鈍感の糸
「兵長は自分がモテることをもっと自覚すべきです!」
「あ?どういうことだ。」
カバンにペンや手帳を乱暴にしまいながらユフィは言った。
対してリヴァイは兵団支給のコートを着ながら訝しげに彼女を見る。
「私見ちゃったんですよ!今日の昼間に兵長が女の子から告白されているのを!私が副官になってからこれで何度目ですか?」
「数えたことねぇな。というか見てたのかお前。」
「一年で十回ですよ十回!」
ユフィは鼻息が荒い。
潔癖で粗暴な態度とは裏腹に、部下思いで何気に面倒見もいいリヴァイ。
相手のことをよく見ていて、大切なことは遠回しでもちゃんと伝えてくれる。
したがってとんでもなくモテるのも頷けるわけだが、彼は今まで告白してきた女性にオーケーを出した試しがない。

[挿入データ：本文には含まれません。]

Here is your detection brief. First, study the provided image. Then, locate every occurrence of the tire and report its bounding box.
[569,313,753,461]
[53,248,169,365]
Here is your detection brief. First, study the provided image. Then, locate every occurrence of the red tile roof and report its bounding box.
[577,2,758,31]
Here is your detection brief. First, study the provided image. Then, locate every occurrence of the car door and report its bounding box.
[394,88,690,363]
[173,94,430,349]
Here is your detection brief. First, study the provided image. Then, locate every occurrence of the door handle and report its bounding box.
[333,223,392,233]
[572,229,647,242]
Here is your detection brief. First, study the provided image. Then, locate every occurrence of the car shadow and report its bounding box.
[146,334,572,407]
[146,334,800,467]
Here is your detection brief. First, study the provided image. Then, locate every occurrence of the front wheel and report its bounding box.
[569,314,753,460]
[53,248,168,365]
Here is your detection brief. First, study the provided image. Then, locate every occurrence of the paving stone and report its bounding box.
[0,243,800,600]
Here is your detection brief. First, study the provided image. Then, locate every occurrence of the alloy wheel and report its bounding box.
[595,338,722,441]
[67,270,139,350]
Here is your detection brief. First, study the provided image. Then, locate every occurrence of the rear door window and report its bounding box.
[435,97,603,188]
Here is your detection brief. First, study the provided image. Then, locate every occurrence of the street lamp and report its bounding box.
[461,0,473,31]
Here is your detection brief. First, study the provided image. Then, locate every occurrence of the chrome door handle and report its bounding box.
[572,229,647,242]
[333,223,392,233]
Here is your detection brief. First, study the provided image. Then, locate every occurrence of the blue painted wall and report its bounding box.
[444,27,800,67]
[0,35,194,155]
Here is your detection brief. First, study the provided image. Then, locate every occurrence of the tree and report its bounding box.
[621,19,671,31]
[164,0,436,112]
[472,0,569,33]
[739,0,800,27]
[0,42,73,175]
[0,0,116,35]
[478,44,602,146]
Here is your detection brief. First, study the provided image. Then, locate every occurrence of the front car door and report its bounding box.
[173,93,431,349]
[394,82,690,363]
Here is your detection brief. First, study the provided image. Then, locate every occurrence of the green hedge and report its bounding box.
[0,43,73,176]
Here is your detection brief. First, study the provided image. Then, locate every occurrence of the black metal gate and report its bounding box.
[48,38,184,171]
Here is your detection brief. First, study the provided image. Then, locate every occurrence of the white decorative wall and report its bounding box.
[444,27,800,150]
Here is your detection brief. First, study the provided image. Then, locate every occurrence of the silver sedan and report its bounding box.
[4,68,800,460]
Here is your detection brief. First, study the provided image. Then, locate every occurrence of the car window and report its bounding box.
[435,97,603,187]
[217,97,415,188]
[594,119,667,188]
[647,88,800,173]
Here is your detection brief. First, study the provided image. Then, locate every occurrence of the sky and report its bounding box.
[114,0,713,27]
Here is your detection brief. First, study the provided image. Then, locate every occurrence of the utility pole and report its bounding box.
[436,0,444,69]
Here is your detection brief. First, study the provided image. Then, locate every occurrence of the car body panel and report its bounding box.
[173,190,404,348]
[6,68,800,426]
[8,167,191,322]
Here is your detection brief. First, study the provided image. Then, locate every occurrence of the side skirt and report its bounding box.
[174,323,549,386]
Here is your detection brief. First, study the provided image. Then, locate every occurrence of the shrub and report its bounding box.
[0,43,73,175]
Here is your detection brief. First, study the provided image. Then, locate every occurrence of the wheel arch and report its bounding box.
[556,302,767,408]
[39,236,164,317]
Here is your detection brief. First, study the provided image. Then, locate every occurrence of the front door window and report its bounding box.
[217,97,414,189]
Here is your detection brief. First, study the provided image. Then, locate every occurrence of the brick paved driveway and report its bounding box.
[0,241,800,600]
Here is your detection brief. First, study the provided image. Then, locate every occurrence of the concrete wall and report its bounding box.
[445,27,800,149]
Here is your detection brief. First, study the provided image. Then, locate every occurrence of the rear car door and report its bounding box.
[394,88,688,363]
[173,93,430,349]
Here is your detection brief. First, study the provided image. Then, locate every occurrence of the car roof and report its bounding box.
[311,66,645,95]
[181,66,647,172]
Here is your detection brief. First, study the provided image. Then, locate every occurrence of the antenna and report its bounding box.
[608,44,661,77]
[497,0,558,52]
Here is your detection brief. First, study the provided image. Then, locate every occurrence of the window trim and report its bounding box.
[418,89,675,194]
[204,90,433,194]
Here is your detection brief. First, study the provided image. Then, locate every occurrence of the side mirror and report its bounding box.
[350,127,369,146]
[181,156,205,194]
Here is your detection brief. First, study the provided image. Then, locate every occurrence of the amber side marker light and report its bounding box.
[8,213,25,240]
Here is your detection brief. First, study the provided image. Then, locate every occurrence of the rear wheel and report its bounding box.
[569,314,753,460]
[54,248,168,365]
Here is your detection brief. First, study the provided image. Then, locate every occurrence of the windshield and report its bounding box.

偶然彼女が見かけた今日の告白現場も、女の子が涙を拭いながらペコリと頭を下げて帰っていった。
「まったく、天然の人たらしなんですからっ。」
「なぁ、どうしてお前が怒るんだ。ユフィ。」
「え?」
コートをきっちり着込んだリヴァイの質問に、彼女は一瞬だけぽかんとした。
まるで、そんなことを考えたこともない、とでも言うような表情だった。
が、すぐに自分を取り戻す。
「や、だからそれは仕事に取り組む時間が削られてしまうからです!」
「なぜ俺が告白された回数なんか覚えてる?」
「それは……、」
「妬いてるのか?ユフィよ。」
「……!」
ユフィは目を見開いた。
突如、胸のなかで絡まっていた糸が徐々にほどけていくような感覚を覚える。
感情の読めない顔でリヴァイがゆっくりと彼女に歩み寄る。
覚束ない足取りで「あ」だとか「う」だとかつぶやくユフィが後退すると、後ろにあったソファーに行く手を阻まれてボスンと尻餅をついた。
「お前の方こそ自覚した方がいい。」
ユフィを挟んで背もたれに両手をついたリヴァイ。
ぐっと距離が縮まる。
まばたきもせずに彼女は目の前の彼を見つめることしかできない。
「俺に好かれているという事実をな。この鈍感女。」
「!!」
食事や飲みに誘うのもユフィだけだし、肩のほこりを払ってやったり髪をいたずらに触ったりするスキンシップはユフィ以外じゃあり得ない。
わざと発する特別扱いするような言動も、すべては彼女を想う故。
そのすべてを気付かずにスルーする彼女が腹立たしいので、説明なんてしてやらないけれど。
「……ふん。」
言ってやったとばかりに口の端を上げ、リヴァイは体を起こした。
「よし、仕事も早く切り上げたことだ。久しぶりに飲みに行くか。」
「はい!?このタイミングで、ですか!?」
驚きと戸惑いと照れを混ぜた顔をして、ユフィは間抜けな声を出した。
「来いよ、ユフィ。サシで飲もうぜ。」
いつもと違ったリヴァイの目の色。
明らかに意図を含んだその言い回し。
ようやくユフィは見えていなかったことに気付いた。
「……い、行きます。」
彼の気持ち。
そして、自分の気持ちに。
するするとほどけた糸。辿っていくと、彼がいた。